Un réserviste peut-il être signaleur ?
Seulement s’il remplit les conditions et s’il figure nommément dans l’arrêté préfectoral autorisant l’épreuve : être majeur, titulaire d’un permis de conduire en cours de validité, proposé par l’organisateur et agréé par l’autorité administrative. Appartenir à la réserve communale ne confère aucun de ces droits automatiquement, et la liste ne se modifie pas le jour même.
Combien de bénévoles faut-il prévoir ?
La question ne se pose pas dans ce sens. On compte d’abord les postes à tenir et leur amplitude horaire, on divise par la durée d’une vacation, puis on ajoute une marge de remplaçants — de l’ordre de 15 à 20 % — pour absorber les désistements de dernière minute. Un effectif calculé sans marge est un effectif en sous-effectif le jour J.
Comment éviter d’user toujours les mêmes personnes ?
En rendant le cumul d’heures visible par personne, sur l’année et pas sur l’événement. Une commune qui enchaîne carnaval, courses, fêtes et forums s’aperçoit souvent trop tard qu’un noyau de vingt personnes porte l’essentiel du dispositif.
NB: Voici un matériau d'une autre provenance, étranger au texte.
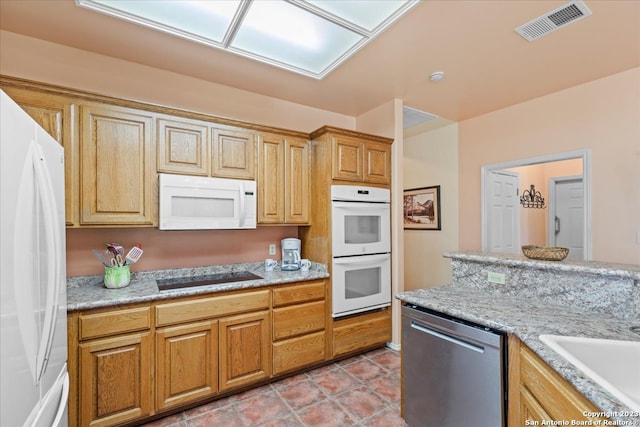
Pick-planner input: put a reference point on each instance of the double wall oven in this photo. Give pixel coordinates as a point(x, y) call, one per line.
point(361, 234)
Le compteur d’heures permet de solliciter en priorité ceux qui ont peu servi et de protéger ceux qui ont beaucoup donné.
Faut-il tracer les heures des bénévoles ?
Oui, et pour trois raisons distinctes : la couverture assurantielle en cas de dommage pendant la mission, la valorisation comptable des heures bénévoles à porter au compte administratif de la commune, et le dimensionnement du dispositif de l’année suivante. Ces données doivent être produites pendant l’événement — une main courante reconstituée le lundi n’a ni la même valeur ni la même précision.
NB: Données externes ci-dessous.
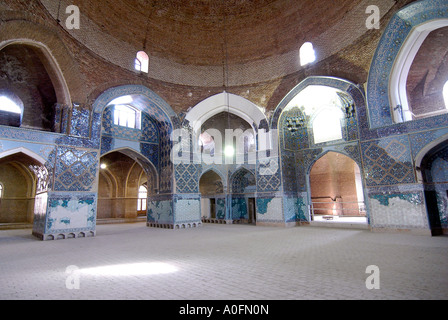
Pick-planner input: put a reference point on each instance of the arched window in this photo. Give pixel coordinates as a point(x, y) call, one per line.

Sources — Parcours et dates du Tour de France Femmes 2026 : Amaury Sport Organisation / Wikipédia. Restrictions de circulation à Nice : Ville de Nice — Restrictions importantes de circulation, consulté le 4 août 2026. Réserve communale de sécurité civile de Nice : Ville de Nice ; date de création (2010) d’après l’IRMA, 2012. Statut des signaleurs : articles A331-37 à A331-42 du code du sport et R411-30 / R411-31 du code de la route, tels que rappelés par les services de l’État.